Polska z dala od podium
Podsumowanie badania pokazuje, że pod względem świadomości na temat omawianych zagadnień polski rynek od globalnej średniej dzieli widoczny dystans. Przy 63% respondentów z całego świata wyrażających gotowość na współpracę w zakresie różnorodności biologicznej, takiej samej odpowiedzi udzieliło tylko 49% badanych z Polski. Sytuacja przedstawia się podobnie w przypadku gotowości do zaangażowania się w łańcuchy wartości, która w Polsce jest niższa o 8 pp. niż na świecie, czy przy gotowości do raportowania – wynoszącej w naszym kraju 24% w porównaniu do 42% globalnie. Tylko co piąta polska firma uwzględnia bioróżnorodność w swoich ocenach ryzyka. Do intensyfikacji działań wezwał prezes WWF Polska, Mirosław Proppe. - W obliczu zmian regulacyjnych i materializacji ryzyk związanych z bioróżnorodnością, dzisiejsze przedsiębiorstwa muszą podejmować działania w sposób transparentny i włączający.

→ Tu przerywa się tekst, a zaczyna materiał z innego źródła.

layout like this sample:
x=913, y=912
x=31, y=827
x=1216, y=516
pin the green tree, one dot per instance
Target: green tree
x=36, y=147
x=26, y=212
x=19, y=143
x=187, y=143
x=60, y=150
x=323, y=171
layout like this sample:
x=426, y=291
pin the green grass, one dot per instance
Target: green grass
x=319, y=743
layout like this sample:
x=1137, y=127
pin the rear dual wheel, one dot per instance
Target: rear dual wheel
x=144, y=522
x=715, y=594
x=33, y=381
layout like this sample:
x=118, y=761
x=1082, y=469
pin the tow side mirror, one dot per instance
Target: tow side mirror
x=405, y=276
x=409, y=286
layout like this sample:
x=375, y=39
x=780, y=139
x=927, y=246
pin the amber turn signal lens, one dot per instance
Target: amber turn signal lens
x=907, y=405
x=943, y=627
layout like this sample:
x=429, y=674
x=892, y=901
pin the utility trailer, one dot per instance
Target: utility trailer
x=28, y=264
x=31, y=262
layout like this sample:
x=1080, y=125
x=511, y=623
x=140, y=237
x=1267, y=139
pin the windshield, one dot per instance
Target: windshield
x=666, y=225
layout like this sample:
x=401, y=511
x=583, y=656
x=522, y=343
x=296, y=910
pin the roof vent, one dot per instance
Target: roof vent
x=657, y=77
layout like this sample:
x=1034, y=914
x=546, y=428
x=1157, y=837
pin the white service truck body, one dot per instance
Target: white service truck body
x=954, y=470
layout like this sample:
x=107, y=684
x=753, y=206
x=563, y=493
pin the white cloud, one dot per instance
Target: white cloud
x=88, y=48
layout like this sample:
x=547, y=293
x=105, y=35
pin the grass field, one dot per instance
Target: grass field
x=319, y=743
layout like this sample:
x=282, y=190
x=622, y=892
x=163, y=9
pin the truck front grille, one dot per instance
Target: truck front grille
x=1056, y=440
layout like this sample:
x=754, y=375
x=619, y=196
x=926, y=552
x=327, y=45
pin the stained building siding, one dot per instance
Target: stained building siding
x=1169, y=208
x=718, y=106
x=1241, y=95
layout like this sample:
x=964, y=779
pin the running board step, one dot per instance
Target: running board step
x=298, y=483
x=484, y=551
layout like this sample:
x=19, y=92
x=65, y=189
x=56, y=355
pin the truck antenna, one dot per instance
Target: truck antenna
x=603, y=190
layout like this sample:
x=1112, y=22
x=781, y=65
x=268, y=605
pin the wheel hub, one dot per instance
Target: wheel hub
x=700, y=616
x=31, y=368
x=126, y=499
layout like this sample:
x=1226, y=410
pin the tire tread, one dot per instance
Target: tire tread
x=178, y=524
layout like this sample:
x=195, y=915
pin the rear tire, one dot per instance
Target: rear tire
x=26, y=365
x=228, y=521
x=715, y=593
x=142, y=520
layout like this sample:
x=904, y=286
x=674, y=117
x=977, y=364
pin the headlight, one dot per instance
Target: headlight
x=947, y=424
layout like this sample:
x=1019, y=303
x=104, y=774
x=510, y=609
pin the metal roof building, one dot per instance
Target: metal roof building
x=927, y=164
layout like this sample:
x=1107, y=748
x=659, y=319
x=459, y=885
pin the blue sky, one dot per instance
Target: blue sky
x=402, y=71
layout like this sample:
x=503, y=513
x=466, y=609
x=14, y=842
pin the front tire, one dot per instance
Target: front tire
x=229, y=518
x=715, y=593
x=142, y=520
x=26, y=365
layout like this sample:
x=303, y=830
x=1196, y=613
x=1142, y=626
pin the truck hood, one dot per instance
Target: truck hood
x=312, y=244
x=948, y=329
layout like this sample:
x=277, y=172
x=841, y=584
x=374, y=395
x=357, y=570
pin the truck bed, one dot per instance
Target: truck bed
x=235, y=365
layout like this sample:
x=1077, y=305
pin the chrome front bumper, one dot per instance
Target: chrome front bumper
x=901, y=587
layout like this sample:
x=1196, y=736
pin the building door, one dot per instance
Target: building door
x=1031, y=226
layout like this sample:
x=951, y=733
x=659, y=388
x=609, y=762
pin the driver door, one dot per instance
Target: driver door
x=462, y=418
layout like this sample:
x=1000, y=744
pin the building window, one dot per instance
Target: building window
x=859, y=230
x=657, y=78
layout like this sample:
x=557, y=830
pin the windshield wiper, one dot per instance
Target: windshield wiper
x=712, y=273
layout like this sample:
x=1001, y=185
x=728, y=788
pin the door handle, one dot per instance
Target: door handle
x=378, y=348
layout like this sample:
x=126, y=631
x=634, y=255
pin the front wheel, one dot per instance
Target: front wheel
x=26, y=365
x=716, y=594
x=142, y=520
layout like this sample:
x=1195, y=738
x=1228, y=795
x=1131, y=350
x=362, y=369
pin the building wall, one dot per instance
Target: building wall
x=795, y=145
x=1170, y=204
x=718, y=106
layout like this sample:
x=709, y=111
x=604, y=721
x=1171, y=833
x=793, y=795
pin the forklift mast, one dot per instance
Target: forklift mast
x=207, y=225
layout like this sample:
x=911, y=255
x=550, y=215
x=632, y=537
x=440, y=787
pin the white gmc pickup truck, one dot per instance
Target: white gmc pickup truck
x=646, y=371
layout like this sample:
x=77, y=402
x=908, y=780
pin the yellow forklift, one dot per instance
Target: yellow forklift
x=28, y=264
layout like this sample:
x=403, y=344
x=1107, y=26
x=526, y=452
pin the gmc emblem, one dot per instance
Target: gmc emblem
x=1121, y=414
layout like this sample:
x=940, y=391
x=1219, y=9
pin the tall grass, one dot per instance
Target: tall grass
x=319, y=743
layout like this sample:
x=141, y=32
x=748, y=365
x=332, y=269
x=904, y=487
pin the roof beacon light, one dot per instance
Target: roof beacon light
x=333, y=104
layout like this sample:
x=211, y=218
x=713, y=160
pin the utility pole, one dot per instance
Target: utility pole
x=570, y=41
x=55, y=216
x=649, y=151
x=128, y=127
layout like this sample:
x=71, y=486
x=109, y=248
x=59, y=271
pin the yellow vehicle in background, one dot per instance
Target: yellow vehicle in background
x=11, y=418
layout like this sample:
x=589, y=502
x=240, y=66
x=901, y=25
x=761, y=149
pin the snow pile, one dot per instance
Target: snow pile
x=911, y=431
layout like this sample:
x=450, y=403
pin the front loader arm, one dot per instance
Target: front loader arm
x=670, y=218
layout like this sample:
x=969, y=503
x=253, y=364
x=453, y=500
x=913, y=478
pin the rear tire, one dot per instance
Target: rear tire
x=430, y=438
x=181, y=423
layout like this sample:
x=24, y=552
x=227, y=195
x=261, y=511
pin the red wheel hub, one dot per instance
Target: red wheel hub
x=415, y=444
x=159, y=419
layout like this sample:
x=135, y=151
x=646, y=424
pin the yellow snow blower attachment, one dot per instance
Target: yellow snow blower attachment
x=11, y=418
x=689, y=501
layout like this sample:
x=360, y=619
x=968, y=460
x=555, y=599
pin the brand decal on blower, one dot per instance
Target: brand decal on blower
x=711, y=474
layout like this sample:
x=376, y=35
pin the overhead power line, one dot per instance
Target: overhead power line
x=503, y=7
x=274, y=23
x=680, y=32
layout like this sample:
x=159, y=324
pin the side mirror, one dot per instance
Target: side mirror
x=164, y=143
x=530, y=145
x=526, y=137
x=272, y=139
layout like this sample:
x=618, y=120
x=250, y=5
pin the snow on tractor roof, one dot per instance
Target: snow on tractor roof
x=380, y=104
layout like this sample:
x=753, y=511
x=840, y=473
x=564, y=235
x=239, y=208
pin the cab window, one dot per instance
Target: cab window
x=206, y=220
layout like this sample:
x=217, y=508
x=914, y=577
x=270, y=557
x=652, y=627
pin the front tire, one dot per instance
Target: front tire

Współpraca z trzecim sektorem staje się kluczowa, aby skutecznie realizować naszą wspólną odpowiedzialność za ochronę środowiska naturalnego. Nie zapominajmy, że roczną wartość usług ekosystemów na świecie szacuje się na 150 mld dolarów. Koszty ich utraty są i będą ponoszone przez wszystkich: rządy, obywateli, ale przede wszystkim przedsiębiorstwa – stwierdził.